Hong Kong’s new Register of Significant Controllers

The Hong Kong Companies Ordinance (Amendment) 2018, which introduces new requirements for registering people with significant control of companies, was brought into force on 1 March 2018.

A ‘significant controller’ is a person or legal entity that meets one or more of the following conditions:

  • Holds, directly or indirectly, more than 25% of the company’s issued shares or a right to share more than 25% of the capital or profits of the company;
  • Holds, directly or indirectly, more than 25% of the voting rights of the company;
  • Holds, directly or indirectly, the right to appoint or remove the majority of the board of directors of the company;
  • Has the right to exercise, or actually exercises, significant influence or control over the company;
  • Has the right to exercise, or actually exercises, significant influence or control over the activities of a trust or a firm that is not a legal person, but whose trustees or members satisfy any of the above four conditions in relation to the company.

To identify a significant controller, companies must review their register of members, articles of association, shareholders agreements, and other relevant agreements, or invite an evaluation from a third party organisation. If a company knows or has reasonable reason to believe that a person is a significant controller, the company must notify them within seven days of such knowledge.

The Ordinance requires Hong Kong companies to maintain additional details on their significant controllers. Some of the key requirements prescribed by the Ordinance are to:

  • Identify the person/persons who has/have significant control over the company;
  • Prepare and maintain a significant controllers register (SCR), which will be accessible by law enforcement officers upon demand;
  • Designate a representative to provide assistance relating to the SCR to law enforcement officers;
  • Keep the SCR at the company’s registered office or a prescribed place in Hong Kong; and
  • Keep the SCR updated.

The Designated Representative must be one of the following:

  • A member, director or an employee of the company who is a natural person resident in Hong Kong; or
  • An accounting or legal professional, or the holder of a Trust and Company Service Providers’ (TCSP) licence.

If a Hong Kong company does not have an eligible Designated Representative, they can enlist a third party service provider to act as the Designated Representative.

The details of a company’s significant controller(s) and Designated Representative are recorded in the SCR, along with any changes to them. Companies must also record the steps they have taken to identify significant controllers.
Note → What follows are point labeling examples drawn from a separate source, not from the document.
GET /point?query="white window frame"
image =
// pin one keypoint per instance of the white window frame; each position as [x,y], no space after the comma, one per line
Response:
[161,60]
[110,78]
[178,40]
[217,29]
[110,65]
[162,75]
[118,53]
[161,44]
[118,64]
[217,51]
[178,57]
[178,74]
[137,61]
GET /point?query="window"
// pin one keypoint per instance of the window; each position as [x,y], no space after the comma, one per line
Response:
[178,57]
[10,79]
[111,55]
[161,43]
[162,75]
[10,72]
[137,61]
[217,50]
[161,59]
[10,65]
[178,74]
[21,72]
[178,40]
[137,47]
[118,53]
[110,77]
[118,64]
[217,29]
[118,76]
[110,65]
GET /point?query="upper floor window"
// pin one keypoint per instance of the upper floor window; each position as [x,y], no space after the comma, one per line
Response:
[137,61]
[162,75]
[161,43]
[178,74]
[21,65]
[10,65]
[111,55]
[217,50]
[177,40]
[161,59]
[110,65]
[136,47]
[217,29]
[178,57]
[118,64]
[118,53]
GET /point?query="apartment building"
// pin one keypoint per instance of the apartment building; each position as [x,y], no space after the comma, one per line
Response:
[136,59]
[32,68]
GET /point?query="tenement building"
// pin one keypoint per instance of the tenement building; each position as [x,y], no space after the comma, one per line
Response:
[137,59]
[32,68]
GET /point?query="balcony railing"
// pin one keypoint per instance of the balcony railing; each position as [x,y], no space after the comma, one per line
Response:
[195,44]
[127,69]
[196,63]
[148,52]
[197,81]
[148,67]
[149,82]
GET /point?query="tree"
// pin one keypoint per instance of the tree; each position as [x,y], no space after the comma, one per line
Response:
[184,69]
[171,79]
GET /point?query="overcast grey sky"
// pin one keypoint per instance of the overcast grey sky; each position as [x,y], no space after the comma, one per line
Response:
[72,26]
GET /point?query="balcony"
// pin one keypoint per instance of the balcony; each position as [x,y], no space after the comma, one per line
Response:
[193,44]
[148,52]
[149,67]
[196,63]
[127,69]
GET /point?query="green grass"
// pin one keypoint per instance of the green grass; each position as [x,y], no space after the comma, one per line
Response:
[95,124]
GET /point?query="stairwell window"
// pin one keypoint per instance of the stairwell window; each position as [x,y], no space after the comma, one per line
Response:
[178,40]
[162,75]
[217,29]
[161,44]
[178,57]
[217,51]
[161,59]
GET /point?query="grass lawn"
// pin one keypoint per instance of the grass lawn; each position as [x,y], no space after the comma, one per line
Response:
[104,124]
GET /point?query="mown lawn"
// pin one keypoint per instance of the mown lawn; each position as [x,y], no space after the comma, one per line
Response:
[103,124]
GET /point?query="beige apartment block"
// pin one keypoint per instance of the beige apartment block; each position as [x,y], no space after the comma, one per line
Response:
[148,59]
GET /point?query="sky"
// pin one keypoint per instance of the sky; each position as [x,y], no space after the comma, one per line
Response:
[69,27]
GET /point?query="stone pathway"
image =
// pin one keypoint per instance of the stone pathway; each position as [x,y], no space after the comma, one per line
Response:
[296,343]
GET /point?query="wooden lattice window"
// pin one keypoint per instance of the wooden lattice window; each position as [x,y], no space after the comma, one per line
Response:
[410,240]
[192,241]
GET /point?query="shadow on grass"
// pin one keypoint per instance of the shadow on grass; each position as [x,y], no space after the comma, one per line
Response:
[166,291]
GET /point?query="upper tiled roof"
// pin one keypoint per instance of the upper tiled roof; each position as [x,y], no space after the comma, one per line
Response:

Failure to comply with the requirements set forward in the Ordinance could qualify as a criminal offence. The company and every responsible person in breach of the Ordinance could liable for a fine levied at HK$25,000 (US$3,200) and, where applicable, a further daily fine. Hong Kong companies should therefore take measures to comply with the Ordinance immediately.

The new SCR requirements form part of the Hong Kong government’s reforms to bring its anti-money laundering (AML) legislation in line with the international standards set by the Financial Action Task Force (FATF), which is scheduled to commence an evaluation of Hong Kong’s regime towards the end of this year.

As part of this, from 1 March Designated Non-Financial Businesses and Professions (DNFBPs) in Hong Kong – accounting professionals, estate agents, legal professionals and TCSPs – will be subject to the same enhanced customer due diligence and record-keeping obligations as financial institutions under the Anti-Money Laundering and Counter-Terrorist Financing (Financial Institutions) (Amendment) Ordinance. The amendment also introduces a new licensing regime for TCSPs.

Sovereign welcomes this move. From 1 March 2018, any person who wishes to carry on a trust or company service business in Hong Kong will have to apply for a TCSP licence and comply with the relevant requirements of the AML Ordinance.

All international financial centres are now heavily regulated and Sovereign currently holds 33 regulatory authorisations worldwide in respect of its global office network. To obtain these licences we have had to satisfy the licensing authorities that every relevant person is ‘fit and proper’ to carry on or be associated with a trust or company service business. Client due diligence procedures and record-keeping requirements are also well entrenched within and across the group.

We do not therefore anticipate any problems in obtaining a licence, nor in the implementation of these changes. In fact Sovereign has been urging the Hong Kong authorities to regulate the TCSP sector for many years. Compliance with international AML standards has become a major business cost but we recognise it is also an essential element in building and maintaining trust and confidence in the sector. This move will introduce a level playing field for TCSPs in Hong Kong and will mean that we can now compete on a fair and even basis.

It is also to be hoped that these remedial actions will be sufficient to deal with the deficiencies previously identified by the FATF in the run-up to 2018. If Hong Kong receives adverse ratings, it will then have to face an ‘enhanced follow-up’ process. This would affect Hong Kong’s reputation as an international financial centre and as a safe and clean city for doing business.